Berkshire Record Outlet has quite a few Toccata Classics restocks. Any recommendations?

https://www.broinc.com/search.php?row=0&text=&filter=all&Label=TOCCATA+CLASSICS&genre=&RPP=25&pprice=&submit=Search


----------



## elgar's ghost (Aug 8, 2010)

I have the Schnittke disc 'Discoveries' (TOCC 0091) which can be found on pages 126-150. If you like Schnittke but are unfamiliar with the pieces on this disc I say go for it - it's a good gap-filler as none of the works are to be found on either Chandos or BIS, the two labels which have served Schnittke the best. 

I'd be tempted to go for Ernst Krenek's Piano Concertos vol.1 (TOCC 0323) as well - that one's on the final page.


----------



## Roger Knox (Jul 19, 2017)

rw181383 said:


> Berkshire Record Outlet has quite a few Toccata Classics restocks.
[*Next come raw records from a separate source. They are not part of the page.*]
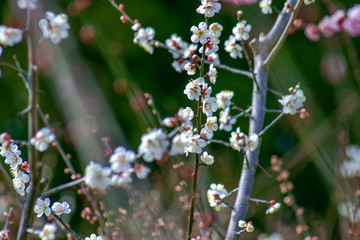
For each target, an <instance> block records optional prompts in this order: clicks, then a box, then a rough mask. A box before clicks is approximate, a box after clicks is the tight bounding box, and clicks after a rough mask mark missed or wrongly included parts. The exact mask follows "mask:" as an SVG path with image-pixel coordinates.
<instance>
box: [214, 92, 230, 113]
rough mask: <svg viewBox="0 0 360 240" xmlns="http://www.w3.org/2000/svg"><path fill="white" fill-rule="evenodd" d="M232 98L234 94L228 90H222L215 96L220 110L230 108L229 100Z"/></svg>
mask: <svg viewBox="0 0 360 240" xmlns="http://www.w3.org/2000/svg"><path fill="white" fill-rule="evenodd" d="M233 97H234V92H233V91H229V90H223V91H221V92H220V93H218V94H216V103H217V104H218V107H219V108H220V109H225V108H227V107H230V105H231V99H232V98H233Z"/></svg>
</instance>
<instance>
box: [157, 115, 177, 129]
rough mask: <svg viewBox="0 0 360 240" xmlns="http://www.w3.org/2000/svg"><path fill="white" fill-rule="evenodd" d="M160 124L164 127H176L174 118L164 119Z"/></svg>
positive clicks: (162, 120)
mask: <svg viewBox="0 0 360 240" xmlns="http://www.w3.org/2000/svg"><path fill="white" fill-rule="evenodd" d="M161 122H162V124H163V125H164V126H165V127H168V128H174V127H175V126H176V123H177V120H176V118H174V117H166V118H164V119H163V120H162V121H161Z"/></svg>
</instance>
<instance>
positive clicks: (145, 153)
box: [138, 129, 169, 162]
mask: <svg viewBox="0 0 360 240" xmlns="http://www.w3.org/2000/svg"><path fill="white" fill-rule="evenodd" d="M168 146H169V141H168V140H167V135H166V134H165V133H164V131H163V130H161V129H153V130H152V131H151V132H149V133H146V134H144V135H143V136H142V137H141V143H140V146H139V150H138V153H139V154H140V155H142V156H143V158H144V160H145V161H147V162H152V161H154V159H155V160H160V159H161V158H162V156H163V154H164V153H165V152H166V149H167V147H168Z"/></svg>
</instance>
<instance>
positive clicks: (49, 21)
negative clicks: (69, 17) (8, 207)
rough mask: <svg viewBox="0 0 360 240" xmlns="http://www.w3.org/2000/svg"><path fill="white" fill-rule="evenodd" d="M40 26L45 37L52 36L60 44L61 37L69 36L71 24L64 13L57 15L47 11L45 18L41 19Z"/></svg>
mask: <svg viewBox="0 0 360 240" xmlns="http://www.w3.org/2000/svg"><path fill="white" fill-rule="evenodd" d="M39 27H40V28H41V30H42V32H43V36H44V38H50V40H51V42H52V43H54V44H58V43H59V42H60V41H61V39H65V38H67V37H68V36H69V29H70V24H69V23H68V16H67V15H66V14H64V13H60V14H57V15H55V14H54V13H53V12H50V11H47V12H46V13H45V18H43V19H41V20H40V21H39Z"/></svg>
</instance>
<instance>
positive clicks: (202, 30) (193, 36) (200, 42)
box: [190, 22, 210, 44]
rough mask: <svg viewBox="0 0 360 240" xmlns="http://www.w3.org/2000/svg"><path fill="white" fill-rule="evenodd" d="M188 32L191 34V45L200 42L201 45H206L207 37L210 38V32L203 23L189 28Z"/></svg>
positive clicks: (201, 22) (204, 23)
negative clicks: (190, 27)
mask: <svg viewBox="0 0 360 240" xmlns="http://www.w3.org/2000/svg"><path fill="white" fill-rule="evenodd" d="M190 31H191V32H192V34H193V35H192V36H191V41H192V42H193V43H198V42H200V43H201V44H205V43H207V39H208V37H210V31H209V29H208V28H207V24H206V23H205V22H201V23H199V26H198V27H196V26H192V27H191V28H190Z"/></svg>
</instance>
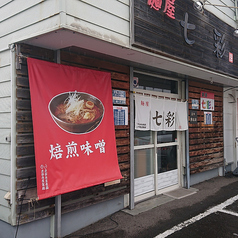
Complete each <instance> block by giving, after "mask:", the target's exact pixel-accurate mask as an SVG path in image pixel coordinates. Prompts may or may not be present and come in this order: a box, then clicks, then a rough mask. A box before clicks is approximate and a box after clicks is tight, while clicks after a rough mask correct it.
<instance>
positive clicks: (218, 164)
mask: <svg viewBox="0 0 238 238" xmlns="http://www.w3.org/2000/svg"><path fill="white" fill-rule="evenodd" d="M56 2H58V1H56ZM59 2H60V4H59V5H57V4H56V5H54V6H57V7H55V8H53V7H52V6H53V5H51V4H52V2H50V1H45V2H41V1H35V2H34V3H33V2H32V3H31V4H32V5H31V7H30V6H28V7H26V6H25V11H26V12H27V13H30V14H32V13H36V12H39V11H38V10H39V7H41V8H44V9H45V10H46V9H50V11H53V12H48V11H44V12H45V15H44V16H41V15H39V16H38V15H36V14H35V17H36V18H37V17H38V18H39V19H38V21H37V24H35V26H36V25H37V27H35V28H34V29H33V28H32V26H31V25H29V26H26V25H25V26H26V27H25V28H21V27H19V29H18V28H17V29H15V30H14V29H12V32H11V33H8V34H5V35H3V36H2V40H3V41H2V42H3V43H2V44H1V55H2V58H3V59H6V60H5V61H6V62H5V61H2V64H3V65H2V67H1V69H0V70H1V71H0V72H2V75H3V77H5V80H3V81H2V82H1V85H2V86H3V87H2V88H5V89H6V88H7V89H8V90H2V91H1V98H0V100H4V102H5V101H6V98H7V103H6V104H5V105H6V107H5V108H3V109H2V111H1V112H2V113H3V115H4V117H3V118H4V120H3V121H2V122H1V125H2V128H3V129H2V131H3V133H4V135H5V136H4V141H1V146H2V148H3V150H1V151H3V152H2V154H1V157H0V162H1V164H2V165H3V166H2V168H6V167H7V168H8V169H7V170H5V171H1V172H0V176H1V180H2V181H6V182H5V183H4V184H0V191H1V194H2V195H3V196H2V199H0V202H1V204H2V210H1V213H0V215H1V220H2V222H1V223H0V227H1V229H3V230H4V231H8V233H7V232H6V233H4V234H6V237H9V234H10V233H11V234H13V233H14V232H15V230H16V227H17V223H18V222H19V224H20V226H19V237H26V234H27V233H26V232H27V230H29V228H30V227H31V226H34V225H35V224H36V223H37V224H38V227H39V230H40V231H41V232H39V237H41V238H42V237H49V236H52V237H53V236H54V226H55V223H56V222H55V207H56V200H55V198H54V197H52V198H47V199H43V200H40V201H38V199H37V192H36V190H37V185H36V168H35V155H34V139H33V136H34V135H33V127H32V113H31V99H30V89H29V78H28V76H29V75H28V65H27V58H36V59H40V60H43V61H46V62H51V63H58V64H62V65H67V66H72V67H77V68H86V69H91V70H97V71H102V72H107V73H110V74H111V88H112V93H113V97H114V100H115V101H113V108H114V117H115V118H114V119H115V137H116V148H117V156H118V165H119V168H120V172H121V175H122V177H123V178H122V179H120V181H113V182H112V183H109V184H99V185H96V186H93V187H88V188H84V189H81V190H78V191H73V192H71V193H65V194H62V195H61V205H60V207H61V215H62V217H61V218H62V227H61V229H62V233H61V235H62V236H63V235H67V234H69V233H71V232H73V231H75V230H77V229H79V228H81V227H84V226H86V225H89V224H90V223H93V222H95V221H97V220H98V219H100V218H102V217H105V216H107V215H109V214H111V213H113V212H115V211H118V210H121V209H123V208H125V207H129V208H130V209H133V207H134V206H135V204H136V203H137V202H139V201H142V200H144V199H147V198H149V197H152V196H155V195H158V194H162V193H164V192H166V191H169V190H173V189H176V188H179V187H186V188H189V187H190V185H192V184H195V183H198V182H200V181H203V180H205V179H209V178H211V177H215V176H219V175H224V169H225V168H227V169H231V170H233V169H234V168H235V167H236V161H237V159H236V151H235V148H234V142H233V136H234V130H235V131H236V115H237V109H236V98H237V96H236V93H235V90H234V87H236V86H237V73H238V67H237V62H236V55H238V52H237V47H236V45H237V43H236V41H237V40H236V38H235V37H233V35H232V33H233V30H234V27H232V26H230V25H228V24H227V23H225V22H223V21H222V20H220V19H219V18H217V17H216V16H215V15H213V14H212V13H210V12H208V11H205V12H204V13H203V14H201V13H199V12H197V11H196V10H195V9H194V8H193V2H192V1H190V0H186V1H180V0H176V1H171V2H170V4H171V6H170V8H166V7H165V5H164V4H165V2H169V1H161V4H162V5H161V6H160V7H159V6H157V5H156V4H155V2H154V3H153V1H147V0H135V1H129V0H128V1H127V0H120V1H113V2H112V3H111V2H110V4H108V5H107V6H104V5H103V4H102V3H100V2H99V3H91V4H89V3H88V1H77V3H76V2H75V3H74V4H73V3H72V2H69V3H68V5H66V1H59ZM92 2H93V1H92ZM158 2H159V1H158ZM11 4H15V1H13V3H11V1H9V3H6V4H3V5H2V6H1V8H2V9H4V8H5V10H6V8H8V7H10V5H11ZM114 4H116V7H115V5H114ZM154 4H155V5H154ZM23 7H24V6H23ZM105 7H106V9H105ZM167 7H168V6H167ZM27 9H28V10H29V9H30V10H29V11H30V12H28V10H27ZM77 9H80V11H81V12H80V13H78V12H77ZM82 9H84V10H82ZM166 9H167V10H166ZM169 9H170V11H169ZM84 11H85V12H87V13H90V14H91V15H90V14H84ZM23 12H24V11H22V12H21V13H23ZM47 14H48V15H47ZM96 14H101V16H102V17H100V18H99V21H100V22H95V19H94V18H93V17H92V16H95V15H96ZM16 15H19V16H20V13H19V14H16ZM13 16H14V13H13ZM40 18H41V19H40ZM6 19H7V18H6ZM12 19H13V20H14V21H16V22H17V19H16V18H14V17H13V18H12ZM113 22H114V23H116V24H112V23H113ZM4 24H7V20H6V21H5V22H4ZM22 25H24V24H22ZM33 25H34V24H33ZM46 26H47V27H48V28H47V27H46ZM55 26H56V27H55ZM117 26H118V27H117ZM9 29H10V28H9ZM9 31H10V30H9ZM23 33H24V34H23ZM22 35H25V37H24V38H23V37H22ZM9 36H11V37H9ZM8 45H10V49H9V48H8ZM4 47H5V48H4ZM10 56H11V57H10ZM6 70H7V71H6ZM10 75H11V76H10ZM9 78H10V79H11V80H9ZM11 85H12V86H11ZM3 91H5V92H8V91H9V94H7V95H5V94H4V93H5V92H3ZM230 94H231V95H232V96H230ZM234 98H235V101H234ZM118 99H119V100H118ZM144 99H145V101H144V102H145V105H147V104H146V103H147V99H150V102H152V101H153V100H157V101H161V100H162V101H163V105H164V106H163V108H165V109H164V110H163V113H162V114H160V112H159V111H158V114H155V115H153V117H154V118H155V119H154V121H156V122H158V124H160V121H159V120H161V118H162V117H161V116H162V115H163V116H170V117H164V122H163V123H164V126H165V127H164V128H162V129H161V128H160V129H151V128H148V129H145V130H138V128H136V123H137V122H138V121H137V119H138V118H137V109H138V108H137V106H136V105H137V103H138V102H142V101H143V100H144ZM180 104H181V105H182V108H183V109H184V108H185V107H184V105H186V109H187V110H186V113H183V116H185V117H186V119H184V120H182V121H183V122H184V121H186V122H187V123H188V124H187V127H184V128H183V129H181V128H179V127H174V128H173V129H170V128H167V127H166V126H168V125H169V123H171V119H172V118H173V113H174V116H175V117H177V116H178V117H179V118H180V117H181V116H182V115H180V114H179V112H177V111H176V110H177V108H178V106H177V105H180ZM7 105H11V106H7ZM151 105H152V104H151ZM156 105H158V103H156ZM174 105H176V107H175V108H174V109H173V110H174V111H173V110H172V109H171V110H169V111H166V109H168V108H169V107H173V106H174ZM148 106H149V104H148ZM151 110H152V109H151V107H150V108H149V109H148V108H147V109H145V112H147V113H148V114H150V113H151ZM153 110H154V109H153ZM155 111H156V110H155ZM169 112H170V114H169ZM147 113H144V114H145V115H147ZM151 115H152V114H151ZM156 115H157V116H156ZM231 121H232V123H230V122H231ZM9 122H11V123H9ZM150 123H151V122H150ZM166 123H167V124H166ZM172 124H173V123H171V124H170V125H171V127H172V126H175V125H172ZM157 126H159V125H157ZM9 134H10V135H11V136H10V137H9ZM13 138H16V139H15V140H14V139H13ZM226 138H229V141H228V140H226ZM8 151H11V152H8ZM8 192H10V194H8ZM7 194H8V195H7ZM5 195H6V196H5ZM3 197H5V198H3ZM22 197H24V200H23V202H22V204H21V202H20V201H21V198H22ZM95 210H97V211H100V212H97V214H95ZM19 217H20V219H19ZM85 217H87V219H85ZM79 219H80V220H81V221H82V222H81V223H80V224H78V220H79ZM46 227H47V228H46ZM9 232H10V233H9ZM34 233H36V232H34Z"/></svg>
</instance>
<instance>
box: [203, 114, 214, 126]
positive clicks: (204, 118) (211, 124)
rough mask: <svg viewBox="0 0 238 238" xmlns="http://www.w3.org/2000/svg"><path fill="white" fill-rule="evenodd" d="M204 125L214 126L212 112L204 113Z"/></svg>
mask: <svg viewBox="0 0 238 238" xmlns="http://www.w3.org/2000/svg"><path fill="white" fill-rule="evenodd" d="M204 124H205V125H212V112H204Z"/></svg>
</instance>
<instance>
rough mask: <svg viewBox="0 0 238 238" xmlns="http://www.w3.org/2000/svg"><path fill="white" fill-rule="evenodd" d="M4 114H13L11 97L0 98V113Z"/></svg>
mask: <svg viewBox="0 0 238 238" xmlns="http://www.w3.org/2000/svg"><path fill="white" fill-rule="evenodd" d="M0 75H1V74H0ZM0 85H1V84H0ZM2 112H11V98H10V97H3V98H1V97H0V113H2ZM0 141H1V139H0Z"/></svg>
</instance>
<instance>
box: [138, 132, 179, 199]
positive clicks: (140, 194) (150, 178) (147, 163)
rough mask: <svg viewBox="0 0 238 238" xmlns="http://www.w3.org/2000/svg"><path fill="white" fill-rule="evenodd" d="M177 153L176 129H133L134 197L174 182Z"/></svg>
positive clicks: (169, 186) (142, 194) (177, 158)
mask: <svg viewBox="0 0 238 238" xmlns="http://www.w3.org/2000/svg"><path fill="white" fill-rule="evenodd" d="M178 154H179V153H178V139H177V132H176V131H170V132H169V131H163V132H152V131H135V147H134V155H135V156H134V163H135V164H134V166H135V169H134V170H135V180H134V185H135V187H134V193H135V197H137V199H136V200H140V198H141V199H143V198H146V197H149V196H153V195H155V194H157V193H158V192H159V190H161V189H164V188H168V187H171V186H173V185H177V184H178V182H179V179H178V175H179V173H178V156H177V155H178Z"/></svg>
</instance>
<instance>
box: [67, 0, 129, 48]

Any recommendations?


The _Festival Overture_ by Leopold Damrosch I would recommend and the playing of the Azura Orchestra (at the private university in California) is excellent. You can hear the whole work and other complete works free at toccataclassics.com -- applies to at least some other recordings too. The Egon Kornauth might be worth checking out too.


----------



## Nereffid (Feb 6, 2013)

The disc of piano music by Nikolai Peyko. I haven't heard this one, but I enjoyed volume 2.

'Music for Alfred Hitchcock' is good if you like film music.


----------



## Doctuses (Jun 11, 2018)

don't know if you'd count this but Schumann's Toccata in C is awesome.


----------



## Merl (Jul 28, 2016)

The Leipzigs' performances of Beethoven's String Quartets are well worth having. Very well recorded and energetic performances. Buy with confidence.


----------



## rw181383 (Aug 4, 2017)

Thanks to everyone for the recommendations!!


----------